In fact, 70% of finance professionals contend senior-level executives poorly manage their expense reports, according to new research from Teampay and Kelton. And while it is easier to establish guardrails for junior employees, executives are harder to rein in.
Executives need a card to help them lead the charge
Your organization is led by its executives. They are tasked with analyzing information from across the business, reviewing market trends, and making quick, intelligent decisions to develop future strategy. They need finance processes that allow them to move fast, instead of slow them down.
Executives deserve a purchasing experience that was purpose-built for today’s digital era. “The role of digital has forever transformed the way we transact and has shifted the expectations for quick and simple payments,” said Sherri Haymond, Executive Vice President, Digital Partnerships at Mastercard. The shift in expectations goes for your executives, too.
Try Spend Management Software for Yourself
Navigating this digitally-driven business landscape requires a digitally-driven approach. Simply digitizing an existing process isn’t enough; only by rethinking the workflow entirely can you provide an end-to-end connected experience, for both online and in-person purchases.
As employees begin to return to a physical office and even take business trips, point of sale purchasing has already started to increase. Modern business demands a way for executives to connect these offline purchases with their digital systems to reduce friction and manual work.
This means integrating payments with coding and receipt capture, and seamlessly pushing that data through the workflow. It means tying card numbers to an individual purchase, instead of a series of purchases to one card. It means offering the most advanced security features, multiple payment options, and premium benefits for your VIPs. It means making it easy for executives to submit receipts and be compliant, without adding unnecessary friction. It means an executive offering that looks like it belongs to the leaders of the future - because it does.
Develop a positive relationship between executives and finance
Your execs spend most of their time moving quickly to develop and execute important strategic plans for your company. As a result, it can be difficult for them to find the time to fill out expense reports or submit receipts - or even worse, for administrative staff to untangle the monthly corporate card statement and decipher receipts.
But since executives are often your company’s biggest spenders, a lack of compliance hits the finance team hard. The larger purchases mean larger surprises for finance, who aren’t able to see what’s been spent until the expense report comes through. This can also lead to extra time spent chasing executives for receipts and other information to understand what’s been spent and using best guesses to code and reconcile transactions in order to close the books.
Though neither party is ill-intentioned, the misalignment results in friction — but the relationship doesn’t have to be strained. After all, both parties are working toward a common goal; it’s just a matter of considering the other’s perspective and giving them the tools they need to do their jobs.

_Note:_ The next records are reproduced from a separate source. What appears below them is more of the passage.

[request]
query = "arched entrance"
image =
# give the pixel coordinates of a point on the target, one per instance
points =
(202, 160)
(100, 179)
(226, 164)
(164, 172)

By providing a connected purchasing experience, finance teams can facilitate executive spending in today’s environment. With digitally-driven solutions that re-imagine the process, executives can spend easily and quickly at their discretion, and provide information to finance in real time as part of a natural workflow. With this real-time data, finance can in turn provide more actionable, timely insights to inform business strategy. Instead of butting heads with the leadership team, the right business processes make finance a strategic partner and ally - and everyone wins.